With RoHS, however, those commercial parts are going green. The military won’t buy the green versions of the commercial parts for fear of tin whiskers. And while many of the commercial parts suppliers insist they will continue to produce leaded parts for the military market, those parts will be produced for a significantly smaller market and will likely rise in price if they continue to be available at all. “I doubt there will be a big enough market for leaded products for suppliers to sustain production,” says Pat Wastal, SVP and director of the IP&E business group at component distributor, Avnet Inc.

A good portion of those leaded commercial parts will soon go obsolete. Even if suppliers continue to produce the leaded versions, you can bet those components will not progress with new technology the way the high-volume green parts will. The current generation will likely be produced for a few months, then dropped as the next generation of technology goes all green. So the military will probably have to return to the costly mil-spec components. “The military went to commercial parts to save money, but if they want to assure leaded product going forward, it will have to be mil-spec,” says Wastal.
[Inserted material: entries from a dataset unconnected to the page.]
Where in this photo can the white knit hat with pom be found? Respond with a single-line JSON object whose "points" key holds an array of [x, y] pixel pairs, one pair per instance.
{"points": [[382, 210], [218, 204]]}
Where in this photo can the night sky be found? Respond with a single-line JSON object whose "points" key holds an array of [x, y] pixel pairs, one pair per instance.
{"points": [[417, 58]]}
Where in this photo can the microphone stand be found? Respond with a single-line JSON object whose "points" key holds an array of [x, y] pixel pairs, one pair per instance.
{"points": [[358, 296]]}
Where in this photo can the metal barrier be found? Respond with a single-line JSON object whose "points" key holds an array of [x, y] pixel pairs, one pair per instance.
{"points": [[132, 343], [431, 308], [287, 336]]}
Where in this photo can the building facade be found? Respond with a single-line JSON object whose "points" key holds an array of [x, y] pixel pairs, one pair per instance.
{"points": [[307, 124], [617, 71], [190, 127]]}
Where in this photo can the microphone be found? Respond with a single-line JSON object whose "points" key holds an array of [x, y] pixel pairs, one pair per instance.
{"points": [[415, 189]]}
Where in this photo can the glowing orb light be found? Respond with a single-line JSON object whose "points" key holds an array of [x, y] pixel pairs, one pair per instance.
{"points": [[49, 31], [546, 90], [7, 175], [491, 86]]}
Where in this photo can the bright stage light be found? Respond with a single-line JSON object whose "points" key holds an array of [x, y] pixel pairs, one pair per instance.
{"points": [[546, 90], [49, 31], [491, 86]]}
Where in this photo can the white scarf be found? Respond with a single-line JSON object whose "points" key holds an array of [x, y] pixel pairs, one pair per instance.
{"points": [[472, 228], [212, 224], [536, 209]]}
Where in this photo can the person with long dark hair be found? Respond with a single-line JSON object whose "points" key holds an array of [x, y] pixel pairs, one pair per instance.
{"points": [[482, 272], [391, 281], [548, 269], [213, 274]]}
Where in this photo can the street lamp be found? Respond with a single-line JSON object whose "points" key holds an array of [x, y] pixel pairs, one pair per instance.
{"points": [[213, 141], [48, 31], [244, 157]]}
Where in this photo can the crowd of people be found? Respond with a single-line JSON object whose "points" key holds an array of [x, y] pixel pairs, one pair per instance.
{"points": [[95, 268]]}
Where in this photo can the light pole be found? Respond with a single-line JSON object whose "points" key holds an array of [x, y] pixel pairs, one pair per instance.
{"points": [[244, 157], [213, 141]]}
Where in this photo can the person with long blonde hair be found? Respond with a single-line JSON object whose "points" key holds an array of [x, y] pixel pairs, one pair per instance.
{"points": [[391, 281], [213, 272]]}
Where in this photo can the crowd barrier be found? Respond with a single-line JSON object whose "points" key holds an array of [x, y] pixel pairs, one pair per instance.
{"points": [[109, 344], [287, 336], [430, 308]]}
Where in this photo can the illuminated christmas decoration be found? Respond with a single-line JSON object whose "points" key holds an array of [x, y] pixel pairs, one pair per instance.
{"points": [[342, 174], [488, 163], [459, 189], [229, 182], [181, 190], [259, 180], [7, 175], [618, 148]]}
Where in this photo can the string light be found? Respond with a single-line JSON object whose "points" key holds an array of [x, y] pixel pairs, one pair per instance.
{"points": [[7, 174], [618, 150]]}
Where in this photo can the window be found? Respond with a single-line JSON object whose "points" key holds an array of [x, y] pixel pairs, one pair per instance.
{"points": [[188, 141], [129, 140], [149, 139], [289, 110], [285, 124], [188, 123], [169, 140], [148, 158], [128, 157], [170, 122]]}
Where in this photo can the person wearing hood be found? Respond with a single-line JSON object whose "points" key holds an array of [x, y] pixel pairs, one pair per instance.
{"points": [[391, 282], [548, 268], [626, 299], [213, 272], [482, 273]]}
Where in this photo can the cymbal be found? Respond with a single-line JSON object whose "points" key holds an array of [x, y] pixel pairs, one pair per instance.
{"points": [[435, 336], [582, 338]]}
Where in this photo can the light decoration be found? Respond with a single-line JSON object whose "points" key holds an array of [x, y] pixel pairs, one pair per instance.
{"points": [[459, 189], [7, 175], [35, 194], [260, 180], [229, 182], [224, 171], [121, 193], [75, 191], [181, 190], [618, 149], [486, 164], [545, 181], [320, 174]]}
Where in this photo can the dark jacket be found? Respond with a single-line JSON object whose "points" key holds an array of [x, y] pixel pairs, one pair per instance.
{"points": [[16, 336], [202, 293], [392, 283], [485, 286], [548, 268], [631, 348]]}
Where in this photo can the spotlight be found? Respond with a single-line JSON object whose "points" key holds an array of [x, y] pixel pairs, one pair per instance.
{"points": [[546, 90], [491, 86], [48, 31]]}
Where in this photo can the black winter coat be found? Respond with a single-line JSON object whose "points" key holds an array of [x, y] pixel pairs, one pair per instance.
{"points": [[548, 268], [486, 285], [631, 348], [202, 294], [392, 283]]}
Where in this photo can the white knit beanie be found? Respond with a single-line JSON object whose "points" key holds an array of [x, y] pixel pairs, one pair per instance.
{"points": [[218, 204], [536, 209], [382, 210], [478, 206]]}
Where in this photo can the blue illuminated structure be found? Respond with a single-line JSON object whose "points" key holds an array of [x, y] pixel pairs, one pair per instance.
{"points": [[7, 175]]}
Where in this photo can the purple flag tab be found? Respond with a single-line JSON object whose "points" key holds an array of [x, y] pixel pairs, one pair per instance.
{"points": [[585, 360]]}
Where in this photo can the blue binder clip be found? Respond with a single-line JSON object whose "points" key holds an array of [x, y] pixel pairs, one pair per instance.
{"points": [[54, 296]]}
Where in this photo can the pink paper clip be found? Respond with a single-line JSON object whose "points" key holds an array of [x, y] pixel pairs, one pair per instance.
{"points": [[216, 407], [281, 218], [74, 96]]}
Component experts believe that commercial parts that contain lead will be phased out over time. “This is a dimmer switch more than an on-off switch,” says Peter Lachapelle, VP of content and SRM at i2 Technologies, a supply chain company that tracks components. “Some of the leaded product will be available three to 12 months after the July 1, 2006 RoHS deadline, but that’s probably it.”
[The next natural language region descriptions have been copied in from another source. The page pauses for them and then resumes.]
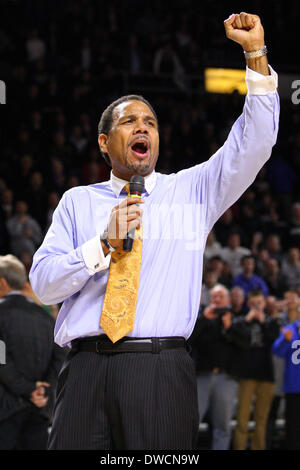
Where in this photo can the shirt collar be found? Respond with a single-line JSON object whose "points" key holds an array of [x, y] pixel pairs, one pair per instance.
{"points": [[14, 292], [117, 184]]}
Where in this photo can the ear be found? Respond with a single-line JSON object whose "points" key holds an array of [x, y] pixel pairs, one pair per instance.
{"points": [[102, 141]]}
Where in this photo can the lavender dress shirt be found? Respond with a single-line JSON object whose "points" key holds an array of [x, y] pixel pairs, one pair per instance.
{"points": [[179, 211]]}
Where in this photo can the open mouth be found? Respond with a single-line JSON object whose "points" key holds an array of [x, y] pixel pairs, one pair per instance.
{"points": [[140, 148]]}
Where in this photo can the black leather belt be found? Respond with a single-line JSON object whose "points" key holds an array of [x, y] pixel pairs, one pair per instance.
{"points": [[103, 345]]}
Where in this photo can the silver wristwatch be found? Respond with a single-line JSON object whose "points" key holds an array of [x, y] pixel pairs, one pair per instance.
{"points": [[254, 54], [103, 237]]}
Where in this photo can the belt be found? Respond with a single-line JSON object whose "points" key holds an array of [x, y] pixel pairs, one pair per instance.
{"points": [[103, 345]]}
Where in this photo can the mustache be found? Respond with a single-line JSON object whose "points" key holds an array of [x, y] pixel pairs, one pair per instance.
{"points": [[138, 139]]}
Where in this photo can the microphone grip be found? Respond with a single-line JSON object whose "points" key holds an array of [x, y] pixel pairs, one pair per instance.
{"points": [[128, 241]]}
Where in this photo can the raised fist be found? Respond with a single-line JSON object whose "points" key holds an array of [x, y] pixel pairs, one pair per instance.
{"points": [[245, 29]]}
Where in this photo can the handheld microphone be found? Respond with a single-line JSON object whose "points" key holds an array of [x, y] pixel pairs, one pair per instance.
{"points": [[136, 188]]}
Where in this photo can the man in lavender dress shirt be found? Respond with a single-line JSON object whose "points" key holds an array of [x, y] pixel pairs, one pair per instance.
{"points": [[145, 399]]}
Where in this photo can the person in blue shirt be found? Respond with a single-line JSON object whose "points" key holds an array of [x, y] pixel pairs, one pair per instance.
{"points": [[247, 280], [287, 346]]}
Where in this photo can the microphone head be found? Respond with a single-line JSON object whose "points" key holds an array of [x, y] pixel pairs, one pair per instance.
{"points": [[137, 184]]}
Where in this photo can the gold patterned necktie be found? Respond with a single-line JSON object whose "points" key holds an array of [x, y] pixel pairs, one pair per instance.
{"points": [[118, 312]]}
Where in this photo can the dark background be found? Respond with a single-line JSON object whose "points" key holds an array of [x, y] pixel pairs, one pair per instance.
{"points": [[96, 51]]}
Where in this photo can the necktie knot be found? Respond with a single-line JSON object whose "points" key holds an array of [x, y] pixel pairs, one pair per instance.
{"points": [[126, 188]]}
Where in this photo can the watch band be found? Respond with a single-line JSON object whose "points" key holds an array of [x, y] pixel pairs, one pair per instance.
{"points": [[103, 237], [254, 54]]}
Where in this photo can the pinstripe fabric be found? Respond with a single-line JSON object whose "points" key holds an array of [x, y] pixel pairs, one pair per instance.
{"points": [[126, 401]]}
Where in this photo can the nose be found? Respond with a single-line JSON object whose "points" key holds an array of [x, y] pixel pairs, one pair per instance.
{"points": [[140, 127]]}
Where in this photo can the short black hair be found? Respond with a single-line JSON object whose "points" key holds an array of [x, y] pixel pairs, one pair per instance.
{"points": [[106, 119]]}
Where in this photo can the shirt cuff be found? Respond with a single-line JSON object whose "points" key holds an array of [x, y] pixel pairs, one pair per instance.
{"points": [[259, 84], [93, 255]]}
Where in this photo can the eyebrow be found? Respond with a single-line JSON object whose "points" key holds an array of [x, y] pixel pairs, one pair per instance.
{"points": [[133, 116]]}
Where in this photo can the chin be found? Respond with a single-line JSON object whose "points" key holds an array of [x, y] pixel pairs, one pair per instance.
{"points": [[140, 168]]}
Lachapelle believes there will initially be an oversupply of leaded parts. “There will be an initial imbalance of inventory. The military will take what it needs and the rest of the parts will become disposable.” He expects the remaining leaded parts to be liquidated at severe discounts to manufacturers that don’t sell into the European market. After that, few commercial leaded parts will remain. “The military will be challenged to find economically viable leaded parts,” says Lachapelle. “The price point will not be as low because the production economies of scale won’t be there.”